Bush holds court in suite of bankrupt Houston hotel

August 19, 1992|By Cynthia Mayer | Cynthia Mayer,Knight-Ridder News Service

HOUSTON -- The plumbing's a little balky. The carpets have cigarette burns. The rattan furniture has gotten, well, ratty.

Even the second floor, where President Bush keeps his official residence, is showing signs of age: a nick here, a scratch there, a few stains on the carpet.

In short, when Mr. Bush came home yesterday -- to his official residence, the Houstonian Hotel and Conference Center -- he found that the place has gone downhill.

It's hardly been a secret. In recent months, the Bushes' home -- already scoffed at by critics as a tax dodge -- has become a target for new jokes because of its owners' financial problems.

The hotel declared bankruptcy in February, after trying to wrest $3 million from its lender to buy new furniture and carpeting. It badly wanted to renovate itself in time for the Republican National Convention and became increasingly hysterical in legal papers as it tried to renegotiate its loan in time.

Its lender refused to budge, however.

So in the last few weeks, the 300-room hotel has been making do, trying to put on a good appearance on the cheap -- carpet shampooing here, a bunch of red, white and blue banners there, a couple of topiary Republican elephants on the lawn.

Maybe the slight raggedness of its furniture will make the old-money Bushes feel at home. In any case, the first couple is expected to stay, for the duration of the convention, in the place they have called their official residence since the hotel was built in 1980 -- a two-room suite overlooking a swimming pool and a jogging path.
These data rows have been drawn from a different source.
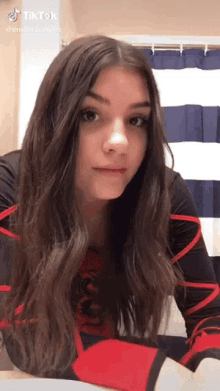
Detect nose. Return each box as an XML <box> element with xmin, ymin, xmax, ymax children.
<box><xmin>105</xmin><ymin>118</ymin><xmax>128</xmax><ymax>153</ymax></box>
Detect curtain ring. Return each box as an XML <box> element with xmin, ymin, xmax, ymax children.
<box><xmin>151</xmin><ymin>43</ymin><xmax>154</xmax><ymax>55</ymax></box>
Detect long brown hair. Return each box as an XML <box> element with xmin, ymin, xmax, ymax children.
<box><xmin>5</xmin><ymin>36</ymin><xmax>184</xmax><ymax>377</ymax></box>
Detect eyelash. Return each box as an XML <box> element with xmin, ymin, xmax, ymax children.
<box><xmin>80</xmin><ymin>108</ymin><xmax>150</xmax><ymax>128</ymax></box>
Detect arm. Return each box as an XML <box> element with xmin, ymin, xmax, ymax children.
<box><xmin>169</xmin><ymin>174</ymin><xmax>220</xmax><ymax>372</ymax></box>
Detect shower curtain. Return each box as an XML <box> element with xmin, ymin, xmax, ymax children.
<box><xmin>142</xmin><ymin>48</ymin><xmax>220</xmax><ymax>284</ymax></box>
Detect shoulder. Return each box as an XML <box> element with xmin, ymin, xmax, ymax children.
<box><xmin>166</xmin><ymin>167</ymin><xmax>197</xmax><ymax>217</ymax></box>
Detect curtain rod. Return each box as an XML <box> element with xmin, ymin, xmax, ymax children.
<box><xmin>62</xmin><ymin>34</ymin><xmax>220</xmax><ymax>52</ymax></box>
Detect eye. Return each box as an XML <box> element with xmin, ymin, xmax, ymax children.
<box><xmin>80</xmin><ymin>110</ymin><xmax>99</xmax><ymax>122</ymax></box>
<box><xmin>129</xmin><ymin>116</ymin><xmax>149</xmax><ymax>128</ymax></box>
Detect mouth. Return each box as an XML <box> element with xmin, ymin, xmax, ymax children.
<box><xmin>94</xmin><ymin>168</ymin><xmax>127</xmax><ymax>174</ymax></box>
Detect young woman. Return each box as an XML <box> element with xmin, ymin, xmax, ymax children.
<box><xmin>0</xmin><ymin>36</ymin><xmax>220</xmax><ymax>391</ymax></box>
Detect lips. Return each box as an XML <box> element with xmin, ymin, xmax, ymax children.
<box><xmin>94</xmin><ymin>168</ymin><xmax>127</xmax><ymax>174</ymax></box>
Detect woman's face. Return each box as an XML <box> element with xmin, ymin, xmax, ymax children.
<box><xmin>77</xmin><ymin>65</ymin><xmax>151</xmax><ymax>208</ymax></box>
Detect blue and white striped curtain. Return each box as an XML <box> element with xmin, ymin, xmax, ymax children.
<box><xmin>142</xmin><ymin>48</ymin><xmax>220</xmax><ymax>284</ymax></box>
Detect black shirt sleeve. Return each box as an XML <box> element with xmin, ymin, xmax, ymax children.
<box><xmin>169</xmin><ymin>173</ymin><xmax>220</xmax><ymax>370</ymax></box>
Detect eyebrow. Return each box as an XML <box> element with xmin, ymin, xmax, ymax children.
<box><xmin>86</xmin><ymin>91</ymin><xmax>151</xmax><ymax>109</ymax></box>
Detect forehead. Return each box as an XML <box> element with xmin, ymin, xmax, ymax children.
<box><xmin>91</xmin><ymin>65</ymin><xmax>149</xmax><ymax>98</ymax></box>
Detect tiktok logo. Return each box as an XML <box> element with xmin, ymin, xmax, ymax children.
<box><xmin>8</xmin><ymin>7</ymin><xmax>21</xmax><ymax>22</ymax></box>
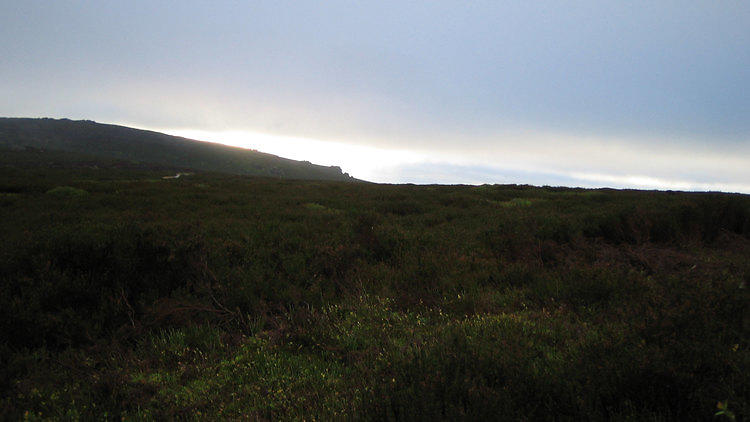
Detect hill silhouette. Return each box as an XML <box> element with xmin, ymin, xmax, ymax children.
<box><xmin>0</xmin><ymin>118</ymin><xmax>357</xmax><ymax>181</ymax></box>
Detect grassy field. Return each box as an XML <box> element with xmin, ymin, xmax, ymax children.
<box><xmin>0</xmin><ymin>153</ymin><xmax>750</xmax><ymax>420</ymax></box>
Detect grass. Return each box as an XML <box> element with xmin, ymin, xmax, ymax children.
<box><xmin>0</xmin><ymin>153</ymin><xmax>750</xmax><ymax>420</ymax></box>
The Houstonian has one of the city's prettiest locations. Set in 18 acres of wooded, steep-ravined hillside, it provides respite from the flat, scorched roadways and impersonal towers that otherwise define the city.

Behind its gates and guardhouse, the complex includes a conference center, offices, 300-room hotel and an opulent health club that costs $3,000 to join. Both the Bushes and their son Neil, who recently moved to Houston, belong.
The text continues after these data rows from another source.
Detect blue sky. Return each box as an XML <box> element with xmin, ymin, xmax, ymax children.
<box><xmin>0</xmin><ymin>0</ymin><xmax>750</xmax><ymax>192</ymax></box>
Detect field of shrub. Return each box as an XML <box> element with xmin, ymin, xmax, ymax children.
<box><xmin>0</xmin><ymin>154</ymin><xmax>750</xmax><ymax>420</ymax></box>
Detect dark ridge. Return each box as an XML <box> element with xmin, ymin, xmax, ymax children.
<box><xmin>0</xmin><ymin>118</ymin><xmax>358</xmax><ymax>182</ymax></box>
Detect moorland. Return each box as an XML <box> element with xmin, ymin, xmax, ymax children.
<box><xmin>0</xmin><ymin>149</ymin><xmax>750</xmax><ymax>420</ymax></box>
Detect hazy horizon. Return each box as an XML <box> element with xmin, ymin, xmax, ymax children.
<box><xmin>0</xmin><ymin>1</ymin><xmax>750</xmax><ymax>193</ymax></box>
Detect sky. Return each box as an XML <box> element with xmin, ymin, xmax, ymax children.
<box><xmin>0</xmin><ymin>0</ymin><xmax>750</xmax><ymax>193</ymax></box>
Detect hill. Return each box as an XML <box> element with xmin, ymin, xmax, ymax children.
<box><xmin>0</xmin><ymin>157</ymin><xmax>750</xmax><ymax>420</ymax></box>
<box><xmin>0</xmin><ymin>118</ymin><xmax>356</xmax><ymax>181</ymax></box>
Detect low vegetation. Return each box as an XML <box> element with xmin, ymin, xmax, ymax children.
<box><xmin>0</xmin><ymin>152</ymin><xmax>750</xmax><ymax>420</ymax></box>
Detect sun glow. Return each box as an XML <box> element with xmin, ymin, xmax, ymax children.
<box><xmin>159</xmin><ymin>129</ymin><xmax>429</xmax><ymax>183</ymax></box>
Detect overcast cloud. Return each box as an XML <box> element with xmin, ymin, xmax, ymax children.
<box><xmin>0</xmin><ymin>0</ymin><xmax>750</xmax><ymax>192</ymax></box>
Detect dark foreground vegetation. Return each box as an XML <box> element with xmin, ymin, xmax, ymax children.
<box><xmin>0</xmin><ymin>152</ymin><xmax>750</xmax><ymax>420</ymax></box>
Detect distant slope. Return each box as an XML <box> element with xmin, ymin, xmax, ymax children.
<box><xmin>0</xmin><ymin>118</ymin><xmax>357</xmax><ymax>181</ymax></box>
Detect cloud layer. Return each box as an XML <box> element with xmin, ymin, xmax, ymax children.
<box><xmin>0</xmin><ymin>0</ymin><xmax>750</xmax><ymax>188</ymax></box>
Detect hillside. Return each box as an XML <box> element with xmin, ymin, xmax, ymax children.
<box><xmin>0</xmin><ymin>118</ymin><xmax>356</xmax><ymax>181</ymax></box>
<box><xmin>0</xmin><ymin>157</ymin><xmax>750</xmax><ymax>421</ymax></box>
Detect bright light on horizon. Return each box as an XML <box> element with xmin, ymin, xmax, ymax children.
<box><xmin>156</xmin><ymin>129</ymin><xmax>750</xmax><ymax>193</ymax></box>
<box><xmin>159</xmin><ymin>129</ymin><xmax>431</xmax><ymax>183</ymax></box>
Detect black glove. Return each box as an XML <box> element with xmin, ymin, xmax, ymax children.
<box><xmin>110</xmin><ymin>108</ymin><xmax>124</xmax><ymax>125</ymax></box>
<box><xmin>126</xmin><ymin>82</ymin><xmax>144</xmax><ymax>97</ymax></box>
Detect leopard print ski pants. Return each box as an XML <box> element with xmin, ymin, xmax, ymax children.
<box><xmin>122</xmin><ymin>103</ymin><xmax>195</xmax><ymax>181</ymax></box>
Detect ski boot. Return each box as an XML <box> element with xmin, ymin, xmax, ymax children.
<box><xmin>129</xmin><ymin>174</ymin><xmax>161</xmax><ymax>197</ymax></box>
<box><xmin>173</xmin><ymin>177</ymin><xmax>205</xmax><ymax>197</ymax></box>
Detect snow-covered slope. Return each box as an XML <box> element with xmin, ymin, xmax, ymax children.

Compared with their unofficial residence in Kennebunkport, Maine, where they spend summer vacations, the Bushes' Houston home is a simple affair. There are two rooms: a bedroom with blue-green carpeting and walls and a single king-size bed, and a large wood-paneled living room with a dark wood dining table that seats 12.

The Bushes picked the hotel because they used to live in the neighborhood. They owned a house right on the hotel property that's now used as a private dining club, said Larry Seelig, president of HFUND Inc., which runs the hotel.

The complex also fits their active lifestyle. It even has a horseshoe pit. The president likes to jog around the one-mile Astroturf jogging path, while Mrs. Bush likes to don her swimsuit ("conservative," reports Mr. Seelig) and swim laps in one of the hotel's two pools.

Not that they're here much. Last year, even with the economic summit held in Houston, the couple spent only about 15 days in their official residence, said Mr. Seelig.

When the Bushes aren't home, other people may rent the Presidential Suite (which has a brass plaque on the door to announce it) for $500 a night.

Almost anyone can stay there. In fact, the hotel once unthinkingly rented it to a group of Russians, said Mr. Seelig, only to receive a tongue-lashing from the Secret Service.

On another occasion, a group of Democrats reportedly rented the suite to hold a "baloney party" -- a media event to show that Mr. Bush's official residence was nothing more than a tax avoidance strategy. (Texas has no state income tax; Maine, where the Bushes actually spend more time, does.)

The president doesn't pay the full $500 rate because he is a federal employee and limited by a per diem, said Mr. Seelig. (He would not say how much the president does pay.)

All Mr. Bush's staffers get a government discount, but because they use all but 20 or so rooms with each visit, the hotel still makes a profit.

The Houstonian needs all the profits it can get right now. Occupancy has been sagging for two years, and with it, cash flow.

It needs $3 million to replace carpeting and furniture, said Mr. Seelig. Without the renovations, the hotel is holding its rates at $129 during the week, and $79 on weekends.

In the meantime, the Houstonian has preened itself as best it can.

The Secret Service has also added its touches, arranging for sharpshooters on the roof and drug- and explosive-sniffing dogs by the guardhouse.

For now, the Bushes show no signs of moving their official residence to another hotel. As the Houston Chronicle put it, "The Bushes are loyal -- just ask Dan Quayle."